No tenía que pensar mucho. Había sido aquella noche en Washington Heights cuando había perseguido a dos delincuentes armados por la calle, les abatí y, al mismo tiempo, abatí a una muchachita. Durante el resto de tiempo que estuve en el cuerpo tras aquel incidente no volví a tener ocasión de sacar mi revólver de servicio y menos de utilizarlo. Y con toda seguridad podía decir que no había vuelto jamás a disparar un arma desde que dejé el cuerpo.

Y esa noche fui incapaz de ello. ¿Tuve tal vez la intuición de que los ocupantes del coche eran críos borrachos en vez de asesinos? ¿Pensé acaso que valía más esperar a ver lo que pasaba antes de disparar?

No. Desde luego no fue eso lo que me pasó.

Yo estaba petrificado. Si en vez de un crío con una botella de whisky fuera un gángster con una metralleta, tampoco hubiera sido capaz de apretar el gatillo. Mi dedo se había paralizado.

Abrí el revólver, retiré las balas del tambor y lo cerré. Apunté el arma vacía a la papelera, al otro extremo del cuarto, y apreté dos veces el gatillo. El clic del percutor sobre la recámara vacía me pareció muy fuerte y seco.

Apunté al espejo, sobre la cómoda. ¡Clic!.

Eso no probaba nada.

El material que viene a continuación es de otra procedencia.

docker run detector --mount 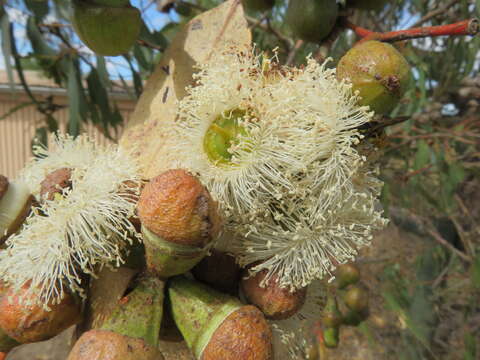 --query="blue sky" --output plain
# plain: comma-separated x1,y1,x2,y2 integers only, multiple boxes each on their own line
0,0,178,79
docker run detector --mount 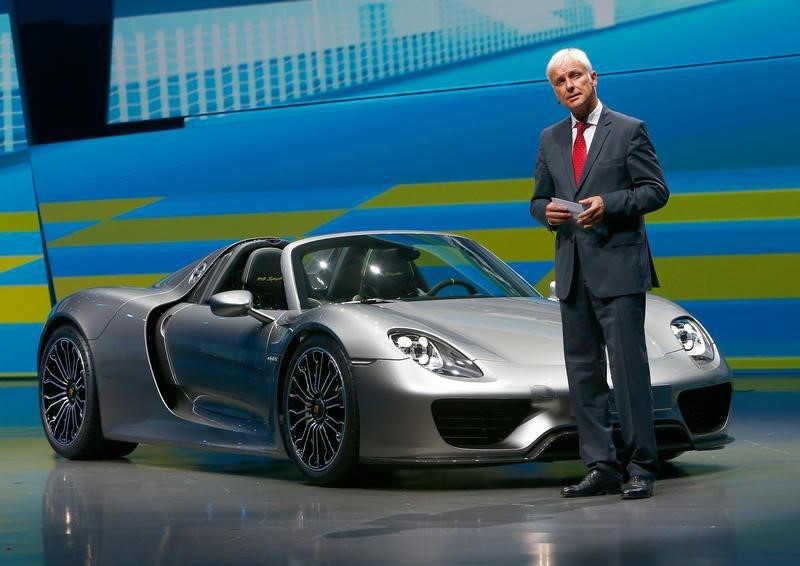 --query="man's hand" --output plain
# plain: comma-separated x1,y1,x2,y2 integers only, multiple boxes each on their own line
544,202,572,226
580,196,606,228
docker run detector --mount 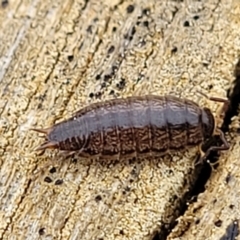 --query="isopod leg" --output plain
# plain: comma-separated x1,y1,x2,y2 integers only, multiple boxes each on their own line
35,141,58,151
196,130,230,165
61,151,76,158
197,90,230,117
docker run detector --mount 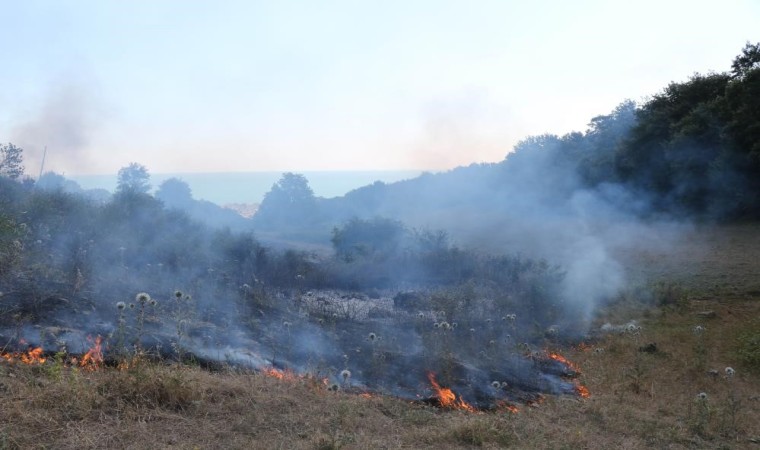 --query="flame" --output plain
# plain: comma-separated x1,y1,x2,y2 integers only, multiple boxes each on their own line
79,335,103,370
573,342,593,352
0,347,47,364
575,380,591,398
428,372,477,412
546,352,581,373
261,367,298,381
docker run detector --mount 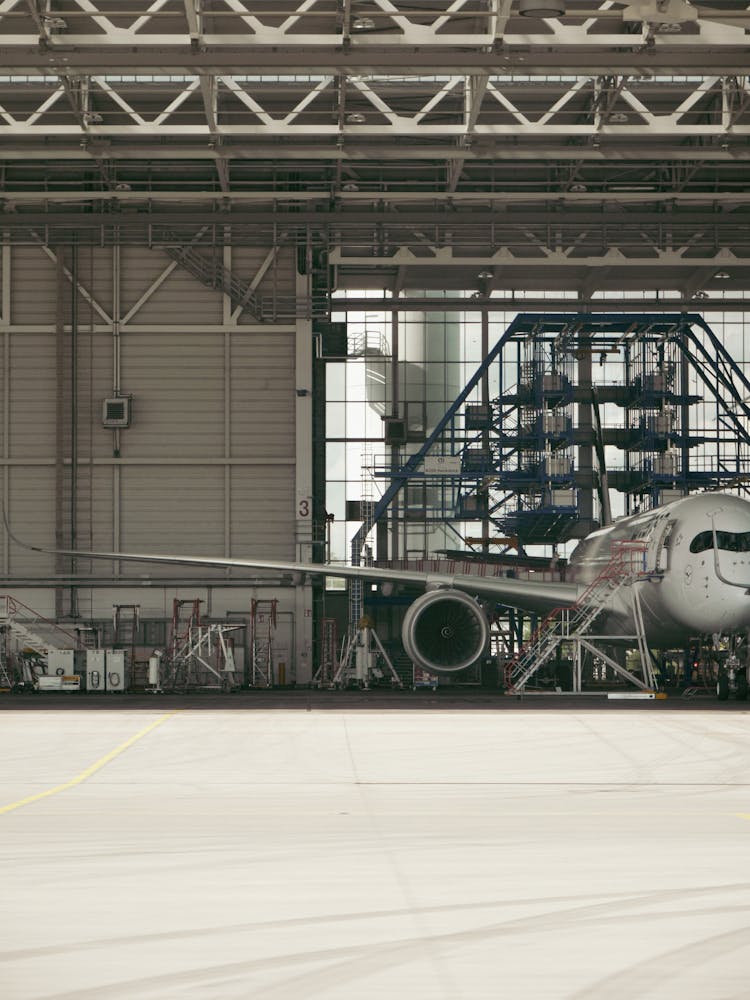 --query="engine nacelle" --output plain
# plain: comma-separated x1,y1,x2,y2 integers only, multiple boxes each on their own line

Estaba vacío, sabía que estaba vacío. Podía llevármelo a una galería de tiro, cargarlo, disparar a los blancos y eso tampoco probaría nada.

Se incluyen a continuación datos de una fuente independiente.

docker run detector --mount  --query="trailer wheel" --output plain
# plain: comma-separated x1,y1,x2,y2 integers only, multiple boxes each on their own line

Me preocupaba que fuera incapaz de disparar. Y a la vez estaba contento de que ocurriera de esa manera, porque de otro modo habría vaciado el arma en aquel coche de críos, probablemente mataría a alguno de ellos y mi tranquilidad de espíritu habría recibido un buen golpe. A pesar de mi fatiga, pasé un buen rato tratando de aclarar este enigma. Estaba contento de no haber disparado a nadie, y aterrorizado por lo que podía implicar el hecho de que fuera incapaz de disparar. Mi mente daba vueltas como un perro persiguiendo su cola.